Capaian tersebut disampaikan Gubernur Jawa Tengah, Ahmad Luthfi, saat menghadiri Panen Raya Padi bersama petani di Desa Gentan, Kecamatan Bendosari, Kabupaten Sukoharjo, Rabu (24/6/2026).

Dalam kegiatan itu, Luthfi turut memanen padi menggunakan combine harvester, meninjau pengolahan lahan pascapanen, serta berdiskusi langsung dengan petani dan sejumlah pemangku kepentingan di sektor pertanian.

Menurutnya, panen raya menjadi momentum untuk mensyukuri capaian produksi pertanian yang terus meningkat.

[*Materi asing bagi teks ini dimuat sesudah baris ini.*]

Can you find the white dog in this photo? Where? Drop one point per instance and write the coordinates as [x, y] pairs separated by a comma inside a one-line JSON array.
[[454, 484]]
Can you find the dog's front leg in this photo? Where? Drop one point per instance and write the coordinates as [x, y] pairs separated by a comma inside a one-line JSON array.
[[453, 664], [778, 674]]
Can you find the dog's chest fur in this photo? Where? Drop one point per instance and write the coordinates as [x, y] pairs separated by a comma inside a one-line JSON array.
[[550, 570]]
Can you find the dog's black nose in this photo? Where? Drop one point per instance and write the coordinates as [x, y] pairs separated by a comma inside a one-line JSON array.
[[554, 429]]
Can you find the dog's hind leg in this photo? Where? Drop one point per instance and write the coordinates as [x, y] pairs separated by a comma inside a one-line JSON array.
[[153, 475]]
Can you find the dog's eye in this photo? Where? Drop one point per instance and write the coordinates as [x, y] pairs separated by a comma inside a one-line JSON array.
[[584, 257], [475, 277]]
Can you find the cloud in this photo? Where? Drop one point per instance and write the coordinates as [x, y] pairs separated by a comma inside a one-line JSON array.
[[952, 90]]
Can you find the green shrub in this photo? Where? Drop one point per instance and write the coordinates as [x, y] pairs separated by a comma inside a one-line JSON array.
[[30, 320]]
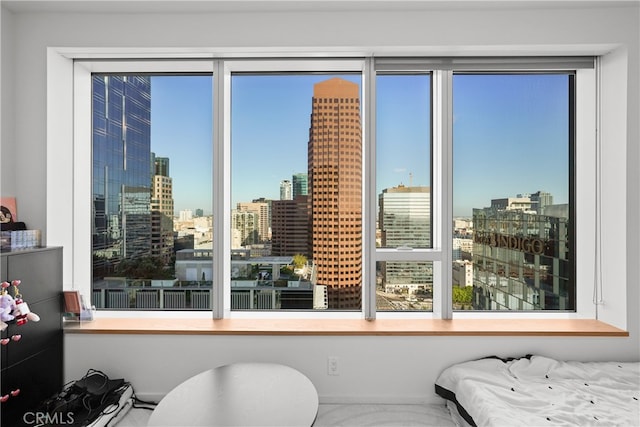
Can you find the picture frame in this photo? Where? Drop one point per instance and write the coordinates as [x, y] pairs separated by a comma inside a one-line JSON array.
[[8, 210], [72, 302]]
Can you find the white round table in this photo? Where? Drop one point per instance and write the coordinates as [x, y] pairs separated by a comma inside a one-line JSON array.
[[240, 394]]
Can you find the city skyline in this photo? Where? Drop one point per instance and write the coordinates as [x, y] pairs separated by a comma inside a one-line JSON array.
[[505, 126]]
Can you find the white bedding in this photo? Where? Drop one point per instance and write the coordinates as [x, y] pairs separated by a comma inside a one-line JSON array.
[[539, 391]]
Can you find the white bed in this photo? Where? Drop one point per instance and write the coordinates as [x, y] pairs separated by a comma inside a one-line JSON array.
[[540, 391]]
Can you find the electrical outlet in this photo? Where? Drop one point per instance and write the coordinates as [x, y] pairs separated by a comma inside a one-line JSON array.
[[332, 366]]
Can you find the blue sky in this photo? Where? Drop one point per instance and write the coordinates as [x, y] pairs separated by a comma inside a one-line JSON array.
[[510, 134]]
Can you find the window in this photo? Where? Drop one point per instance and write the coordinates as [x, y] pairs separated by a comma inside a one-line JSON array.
[[513, 220], [370, 186]]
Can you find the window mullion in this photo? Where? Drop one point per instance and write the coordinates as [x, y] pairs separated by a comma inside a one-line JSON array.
[[443, 190], [220, 192], [370, 199]]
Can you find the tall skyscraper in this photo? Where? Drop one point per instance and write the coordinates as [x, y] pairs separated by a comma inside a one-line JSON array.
[[290, 227], [121, 170], [262, 210], [299, 182], [286, 192], [405, 221], [161, 210], [335, 190]]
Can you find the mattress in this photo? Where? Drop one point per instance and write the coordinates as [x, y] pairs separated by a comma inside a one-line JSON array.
[[541, 391]]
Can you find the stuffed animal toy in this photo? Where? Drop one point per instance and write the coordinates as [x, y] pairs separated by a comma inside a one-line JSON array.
[[14, 309], [7, 305], [23, 314]]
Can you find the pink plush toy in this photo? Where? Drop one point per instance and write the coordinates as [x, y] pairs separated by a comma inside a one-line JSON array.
[[7, 305], [11, 308], [23, 314]]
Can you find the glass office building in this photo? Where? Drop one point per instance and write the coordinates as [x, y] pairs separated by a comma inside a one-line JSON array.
[[121, 170], [405, 221], [521, 260]]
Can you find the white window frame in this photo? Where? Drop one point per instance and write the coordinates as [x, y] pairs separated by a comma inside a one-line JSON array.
[[74, 232]]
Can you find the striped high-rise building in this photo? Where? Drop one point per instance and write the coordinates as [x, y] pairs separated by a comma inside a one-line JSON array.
[[335, 190]]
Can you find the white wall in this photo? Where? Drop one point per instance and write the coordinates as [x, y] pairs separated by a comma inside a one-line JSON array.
[[372, 368], [7, 148]]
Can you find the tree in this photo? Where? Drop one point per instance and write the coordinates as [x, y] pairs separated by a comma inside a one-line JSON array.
[[299, 260], [462, 295], [146, 267]]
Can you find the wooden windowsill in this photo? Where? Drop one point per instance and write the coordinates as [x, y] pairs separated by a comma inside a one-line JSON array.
[[349, 327]]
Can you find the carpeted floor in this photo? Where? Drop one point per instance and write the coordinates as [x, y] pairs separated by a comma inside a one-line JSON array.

Meski demikian, ia mengingatkan seluruh pemerintah daerah agar mulai menyiapkan langkah antisipasi menghadapi musim kemarau yang diperkirakan berlangsung lebih panjang.

Ia meminta para bupati dan wali kota melakukan pemetaan wilayah yang berpotensi mengalami kekeringan guna menjaga produktivitas pertanian dan mendukung program swasembada pangan.

Sebagai upaya mitigasi, Pemprov Jawa Tengah akan memperkuat berbagai program, mulai dari pembangunan jaringan pipa, pembuatan sumur pertanian, pemanfaatan sumber air baku, hingga penyaluran bantuan pompa sesuai kebutuhan di masing-masing daerah.

Dalam dialog dengan petani, sejumlah kebutuhan turut disampaikan, antara lain ketersediaan air untuk musim tanam ketiga, jaringan listrik bagi sumur pertanian, tambahan combine harvester, alat pengolah lahan, serta perbaikan jalan usaha tani dan saluran irigasi.

Menanggapi aspirasi tersebut, Luthfi memastikan pemerintah provinsi akan mengoptimalkan dukungan sarana dan prasarana pertanian. Penggunaan combine harvester milik provinsi akan diatur secara bergilir, sementara usulan bantuan alat dan mesin pertanian tambahan akan diajukan kepada Kementerian Pertanian.

Selain itu, Jawa Tengah juga telah menerima sekitar 17 ribu unit pompa yang akan didistribusikan ke berbagai daerah untuk membantu kebutuhan irigasi selama musim kemarau.

Sementara itu, perwakilan Balai Besar Wilayah Sungai Bengawan Solo menyatakan pasokan air irigasi di wilayah Bendosari dan sekitarnya masih aman hingga Oktober 2026. Dengan kondisi tersebut, kebutuhan air untuk musim tanam ketiga dipastikan tetap dapat terpenuhi.

Di sisi lain, Bupati Sukoharjo, Etik Suryani, mengapresiasi peran petani dalam menjaga ketahanan pangan daerah. Menurutnya, sektor pertanian tetap mampu bertahan dan berproduksi bahkan saat pandemi COVID-19 melanda.

Pemerintah Kabupaten Sukoharjo, lanjutnya, terus memberikan dukungan melalui bantuan alat dan mesin pertanian, pembangunan jaringan irigasi, sumur dalam, serta jalan usaha tani. Namun, dukungan dari pemerintah provinsi tetap diperlukan agar kebutuhan petani dapat terpenuhi secara maksimal.